Traffik is a Channel Four (UK) mini-series originally broadcast in 1989. An investigative docu-drama, it traces the entire scope of the heroin. In the US, it's most famous for being the inspiration for Steven Soderbergh's 2000 film Traffic, which won several Oscars. The mini-series is both more thorough and more convincing than the feature, thanks to brilliant writing and performances. Acorn Media's re-release of Traffik on the occasion of its twentieth anniversary provides another opportunity to revisit this outstanding production.
There are three primary plot
threads running through Traffik's six 50-minute episodes.
The first follows Jack Lithgow (Bill Paterson), a British cabinet minister
leading the government's anti-drug campaign, as he travels between
Pakistan and London to forge an agreement with the Pakistanis that would
clamp down on the heroin trade and the farmers that supply it.
Then there is Helen Rosshalde (Lindsay Duncan), the English wife of
a German drug trafficker, who is determined to see her indicted husband
go free. Finally, there is Fazal (Jamal Shah), a Pakistani opium
farmer who is forced to leave his village and seek work in Karachi,
where he falls in with the country's biggest drug lord. These
three interwoven threads are just the tip of the iceberg, however, as
they each feature their own subplots and casts of characters.
(For those who have seen the
American feature, Lithgow and Rosshalde are paralleled in that version
by the characters played by Michael Douglas and Catherine Zeta-Jones,
respectively. Soderbergh's picture omits Fazal's story, and
replaces it with the plot surrounding the Benicio del Toro character.)

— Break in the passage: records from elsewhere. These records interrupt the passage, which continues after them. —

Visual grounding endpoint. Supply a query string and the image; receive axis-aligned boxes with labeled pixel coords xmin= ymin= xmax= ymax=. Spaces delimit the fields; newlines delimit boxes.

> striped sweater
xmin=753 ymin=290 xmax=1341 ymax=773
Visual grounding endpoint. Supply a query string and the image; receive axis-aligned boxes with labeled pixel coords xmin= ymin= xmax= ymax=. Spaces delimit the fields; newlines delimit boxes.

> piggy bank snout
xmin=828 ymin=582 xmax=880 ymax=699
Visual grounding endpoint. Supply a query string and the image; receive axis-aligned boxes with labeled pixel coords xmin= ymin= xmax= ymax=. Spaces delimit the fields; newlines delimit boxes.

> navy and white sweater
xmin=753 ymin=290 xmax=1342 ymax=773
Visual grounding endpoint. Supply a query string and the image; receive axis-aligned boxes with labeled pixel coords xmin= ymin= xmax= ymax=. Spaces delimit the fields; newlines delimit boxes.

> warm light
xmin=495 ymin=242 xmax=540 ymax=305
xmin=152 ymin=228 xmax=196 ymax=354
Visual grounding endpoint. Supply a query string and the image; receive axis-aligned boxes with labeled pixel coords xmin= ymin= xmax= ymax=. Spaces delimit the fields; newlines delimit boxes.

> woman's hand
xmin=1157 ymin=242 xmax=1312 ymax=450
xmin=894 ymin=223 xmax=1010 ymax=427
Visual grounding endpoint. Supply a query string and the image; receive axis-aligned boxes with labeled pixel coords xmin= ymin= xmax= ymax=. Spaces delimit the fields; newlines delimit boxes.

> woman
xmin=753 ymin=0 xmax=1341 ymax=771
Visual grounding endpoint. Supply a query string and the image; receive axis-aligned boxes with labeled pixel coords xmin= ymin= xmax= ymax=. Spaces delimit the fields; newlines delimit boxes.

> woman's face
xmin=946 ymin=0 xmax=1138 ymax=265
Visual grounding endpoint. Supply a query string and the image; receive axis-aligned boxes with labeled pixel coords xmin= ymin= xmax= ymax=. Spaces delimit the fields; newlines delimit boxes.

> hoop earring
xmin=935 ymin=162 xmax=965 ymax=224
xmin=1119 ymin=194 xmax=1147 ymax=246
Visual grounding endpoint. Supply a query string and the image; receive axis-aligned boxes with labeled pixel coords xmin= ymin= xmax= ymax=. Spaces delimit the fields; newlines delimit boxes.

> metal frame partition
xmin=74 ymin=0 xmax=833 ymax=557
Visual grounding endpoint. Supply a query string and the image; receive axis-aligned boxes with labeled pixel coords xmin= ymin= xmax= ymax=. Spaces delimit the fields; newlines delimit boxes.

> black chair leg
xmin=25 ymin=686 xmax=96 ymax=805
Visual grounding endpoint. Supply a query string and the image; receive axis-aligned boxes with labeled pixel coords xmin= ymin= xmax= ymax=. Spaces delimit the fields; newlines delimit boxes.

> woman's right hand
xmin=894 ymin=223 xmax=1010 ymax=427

We see the poppy fields, the
tribal Pakistani heroin manufacturers, and the drug lord who exports
it. Then we follow heroin - as a substance and as a problem
- as it passes through the hands of German traffickers, into investigations
by German detectives, to English dealers and junkies, and into the offices
of 10 Downing Street. Series writer Simon Moore has channeled
a ton of research, and it shows. Even more impressive, it is never
dry. For all its ambition and multiple plot threads, Traffik
never takes shortcuts - never wades (even briefly) through implausible
territory in order to reach a narrative goal. The characters drive
the story, even while the series maintains a journalistic "non-fiction"
Lithgow is a cold fish, a righteous
bureaucrat in over his head; his slow realization of the odds he faces
and the inefficacy of his government's methods in fighting a "war
on drugs" is realistically gradual - as is his comprehension of
the extent and nature of his daughter Caroline's (Julia Ormond) addiction
to the very same drug he pursues. Helen Rosshalde's absolute
determination to free her husband is convincingly single-minded and
at times frightening. Fazal is ambitious in his own way, too;
after losing his ability to earn money as a farmer, he moves to the
city and into the inner circle of a fearsome drug lord, with tragic
consequences. These fully-formed characters drive the story, which
is refreshingly free from the blunt political messages that just about
any writer would be tempted to insert along the way.
For these reasons - incisive
writing, rounded characters, and propulsive storytelling - Traffik
is utterly engrossing. I watched all six episodes (five hours)
in a single sitting, which is unusual for me. After twenty years,
the show feels fresh and eye-opening. I doubt if any of the overarching
political and social issues touched on here have been ameliorated at
all over the intervening twenty years. If anything, the show will
seem even more relevant to American audiences now, given our alleged
military and security interests in that region.
Traffik is probably one of the best - and most influential - works ever produced for television. It excels in every aspect of its dramatics, and manages to be informative while maintaining the inherent complexity of its subject matter. The distractingly shoddy transfer, however, is a major drawback of this DVD. I urge everyone to see the show one way or another, but beware this set's visuals before making a purchase. If not for the transfer, this would be worthy of the DVD Talk Collector's Series. Taking the whole package into account, I have to go with Recommended.